湯姆舉起酒瓶,哈哈大笑道:「嗯,你的解釋我可以勉強接受。鮑里斯……你可是加利福尼亞人,你有沒有投我的票?」
「夥計,你這是說什麼啊?你認為我會投那個老政客的票嗎?湯姆,你欠我個大人情,我不但說服我全家投你的票,而且還動員了我們街區的大部分居民,也投了你的票!」
「謝謝,兄弟們……真是非常感謝!讓我們為堅果國,為民主,乾杯!」湯姆舉起酒瓶,招呼了起來。
「乾杯!」
霍克猛灌了一口紅酒,擦了擦嘴角邊的酒漬,立即問道:「湯姆,你是不是遇到什麼麻煩了?」
眾人見霍克突然提出了這個問題,頓時感覺是那麼的不可思議。畢竟湯姆現在如日中天,怎麼會有麻煩呢。

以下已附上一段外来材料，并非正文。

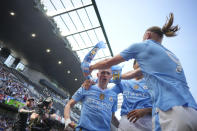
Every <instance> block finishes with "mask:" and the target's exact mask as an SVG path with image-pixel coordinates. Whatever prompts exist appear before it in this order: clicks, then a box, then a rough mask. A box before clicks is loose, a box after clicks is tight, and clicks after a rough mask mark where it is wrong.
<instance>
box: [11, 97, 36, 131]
mask: <svg viewBox="0 0 197 131" xmlns="http://www.w3.org/2000/svg"><path fill="white" fill-rule="evenodd" d="M33 105H34V99H33V98H28V99H27V101H26V105H25V106H23V107H21V108H19V110H18V115H17V120H16V122H15V124H14V128H13V130H14V131H26V127H27V125H28V124H29V120H30V115H31V114H32V113H33V112H34V110H32V107H33Z"/></svg>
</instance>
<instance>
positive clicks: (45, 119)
mask: <svg viewBox="0 0 197 131" xmlns="http://www.w3.org/2000/svg"><path fill="white" fill-rule="evenodd" d="M52 105H53V99H52V98H51V97H48V98H46V99H45V100H43V101H42V102H40V103H39V104H38V105H37V108H36V112H35V113H33V114H32V115H31V117H30V119H31V123H30V125H29V127H30V129H31V131H50V129H51V128H52V127H53V128H54V127H56V128H60V127H61V123H60V122H59V121H60V120H61V119H60V117H59V116H57V115H56V114H55V110H54V109H53V108H52ZM62 128H63V124H62Z"/></svg>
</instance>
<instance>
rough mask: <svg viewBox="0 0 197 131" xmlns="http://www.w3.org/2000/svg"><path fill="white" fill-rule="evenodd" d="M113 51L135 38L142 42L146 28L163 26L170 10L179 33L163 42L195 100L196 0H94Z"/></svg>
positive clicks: (117, 50)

讓眾人更不可思議的事情發生了,湯姆放下了酒瓶,凝重的點了點頭,低聲說道:「是的,我是遇到麻煩了。所以我才請大家過來,幫我渡過這個難關。」
「我的上帝,你不是在開玩笑吧?你現在是參議員了……我的朋友!你是可以跟總統直接對話的人,誰敢找你的麻煩呀?」鮑里斯楞了下之後,便尖叫了起來。
「兄弟們,大家都知道……我沒有任何政治經驗。所以,華盛頓有一部分人看我不順眼,他們不願意我這個來自加利福尼亞鄉村的普通人,與他們一樣為堅果國服務,更不願意見到我這樣的低階軍官在國會山裡工作。」
毫無疑問,湯姆的話激起了眾兄弟們的公憤。要知道湯姆是大家的好朋友,一年前在緬甸倒賣軍車時,大家都從湯姆手上得到了好處。更何況他們與湯姆一樣,都是普普通通的堅果國人,都是身份低微的低階軍官。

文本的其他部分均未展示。